Derren Brown was able to show how easily people can be fooled into believing things that aren't true by getting a group of atheists together and telling them he could give them an experience of God with just a touch. Sure enough, he touches a couple of them and they start reporting subjective experiences they think might be God. In a sense that was a "choice" those "atheists" made.

Fear will apparently override common sense as is often demonstrated on the Sci-Fi Channel show "Scare Tactics." On that show victims fall for the most absurd pranks, horror movie scenarios that they've certainly seen on TV by the time they're pranked. However, while the victims are indeed afraid, while they "act as if" it were true, no one ever commits to the belief entirely. No one picks up a club and tries to kill the murderer. They never make the extreme choices that someone entirely convinced would make. (It's a phenomena you'll see in many Christians.)

Next time you read one of my posts on Ray Comfort, imagine me reacting to Ray the same way that Coughlan is reacting to VenomFangX in this next video:



There's that recurring theme again, this time he floundered and got frustrated over the epistemology question implied by VenomFangX's claim that "naturalism refutes itself." He can't even decipher what VenomFangX means. It might help to know that VenomFangX stole that argument from Dr. William Lane Craig who stole it from C.S. Lewis, who stole it from G. E. Moore, and all three present it better than VenomFangX's garbled version but it is still flawed and it has been refuted.

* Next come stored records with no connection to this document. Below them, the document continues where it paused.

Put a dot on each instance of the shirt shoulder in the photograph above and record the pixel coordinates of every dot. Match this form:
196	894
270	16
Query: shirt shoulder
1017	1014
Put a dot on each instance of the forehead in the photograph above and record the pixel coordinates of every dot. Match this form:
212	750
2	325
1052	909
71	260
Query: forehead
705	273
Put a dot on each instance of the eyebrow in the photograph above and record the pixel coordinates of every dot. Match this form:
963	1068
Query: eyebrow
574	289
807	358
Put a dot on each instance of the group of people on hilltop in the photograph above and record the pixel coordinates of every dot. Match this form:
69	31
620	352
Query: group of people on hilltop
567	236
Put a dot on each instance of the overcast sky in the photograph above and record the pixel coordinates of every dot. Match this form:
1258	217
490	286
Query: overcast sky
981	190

Let's deal with this next video fast because I've saved the best for last. All the previous stuff has been a set up, and so is this one:



Just keep in mind that little insight from the above youtube about "why is it you guys always want to save us from the fire pits of hell and not the joys and wonders of heaven? You know what that tells me, it tells me you're a believer out of fear," it ties in nicely with this next video, the best of the lot:



Most of the anger and sarcasm has faded in the above video, and just like with Ray Comfort, what initially seemed funny suddenly becomes incredibly sad and tragic.

I think I'll shut up now and just let you think about what you've just heard.